The failure mechanism of gaseous detonations: Experiments in porous wall tubes

Abstract To clarify the important role of the transverse wave structure in real detonations, we conducted experiments in porous wall tubes, as to attenuate the detonation’s transverse waves. Flow visualization and measurements of the attenuation and failure processes for three typical unstable mixtures (oxy-acetylene, oxy-methane, and oxy-propane mixtures), characterized by their highly irregular frontal structure, revealed the ongoing competition between transverse wave elimination at the porous wall and re-amplification of triple points within the reaction zone. At critical conditions, when these two effects balance, a unique failure limit is found, namely d∗ ≈ 4λ. Below this limit, the detonations fail. These experiments thus illustrate that transverse wave interactions are essential in the ignition and propagation mechanism for such unstable detonations. In comparison, experiments with argon-diluted detonations displaying a regular cellular structure with weaker transverse waves indicate that their transverse waves do not play a significant role in their propagation mechanism. The failure of these stable detonations is due to the global curvature mechanism caused by the mass divergence into the porous wall, leading to the slow distribution of frontal curvature. The results obtained in diluted and undiluted mixtures are also compared with a model taking into account the mass divergence at the permeable tube walls. Very good agreement is found for the argon-diluted mixtures, while the agreement for the unstable mixtures is very poor. This further indicates that the weak transverse wave structure in argon-diluted detonations, unlike the undiluted ones, does not significantly contribute to the ignition mechanism. Hence these argon-diluted detonations can be well approximated by a ZND reaction zone structure.

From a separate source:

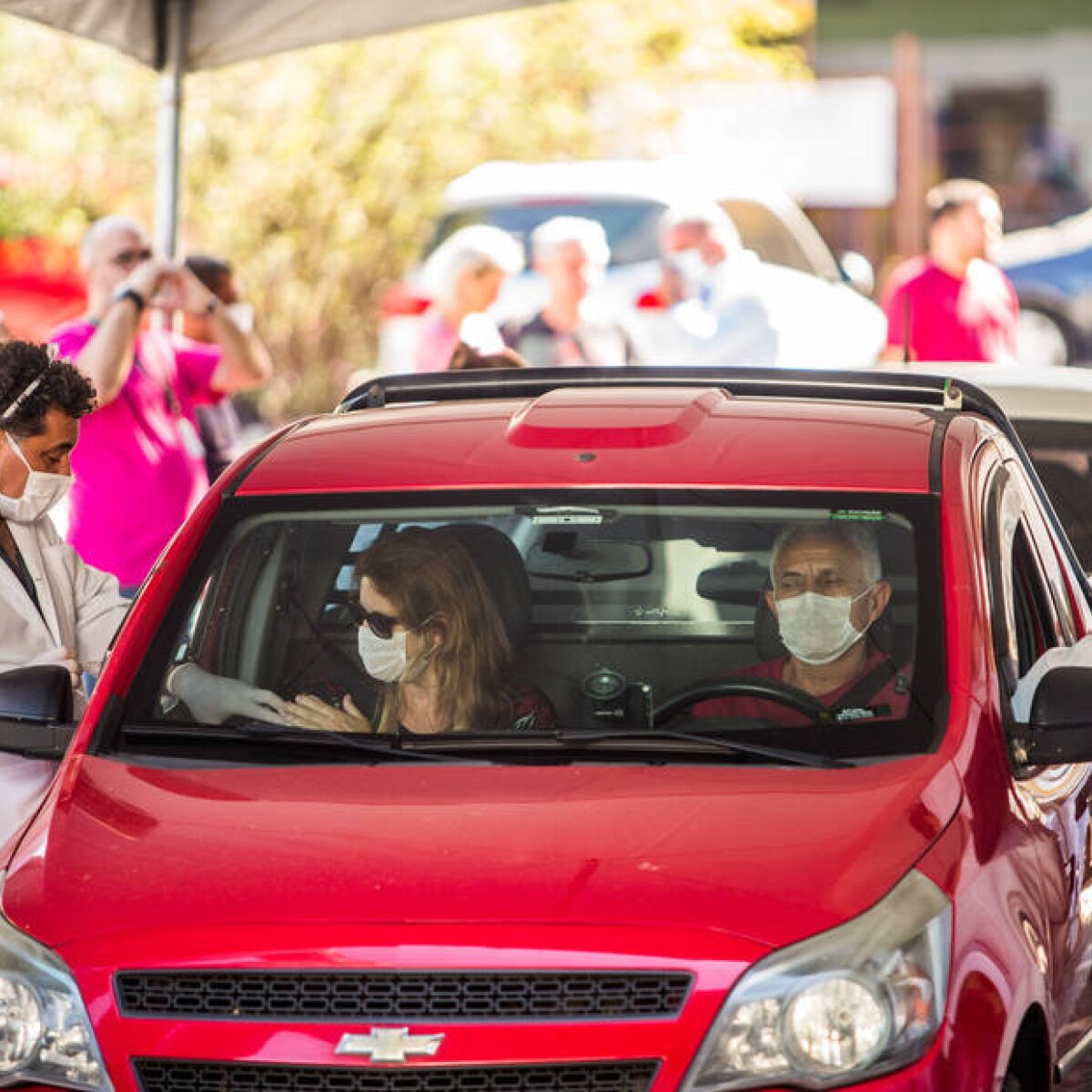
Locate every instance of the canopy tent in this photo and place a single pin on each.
(180, 36)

The hydrodynamic structure of unstable cellular detonations

The study analyses the cellular reaction zone structure of unstable methane–oxygen detonations, which are characterized by large hydrodynamic fluctuations and unreacted pockets with a fine structure. Complementary series of experiments and numerical simulations are presented, which illustrate the important role of hydrodynamic instabilities and diffusive phenomena in dictating the global reaction rate in detonations. The quantitative comparison between experiment and numerics also permits identification of the current limitations of numerical simulations in capturing these effects. Simulations are also performed for parameters corresponding to weakly unstable cellular detonations, which are used for comparison and validation. The numerical and experimental results are used to guide the formulation of a stochastic steady one-dimensional representation for such detonation waves. The numerically obtained flow fields were Favre-averaged in time and space. The resulting one-dimensional profiles for the mean values and fluctuations reveal the two important length scales, the first being associated with the chemical exothermicity and the second (the ‘hydrodynamic thickness’) with the slower dissipation of the hydrodynamic fluctuations, which govern the location of the average sonic surface. This second length scale is found to be much longer than that predicted by one-dimensional reaction zone calculations.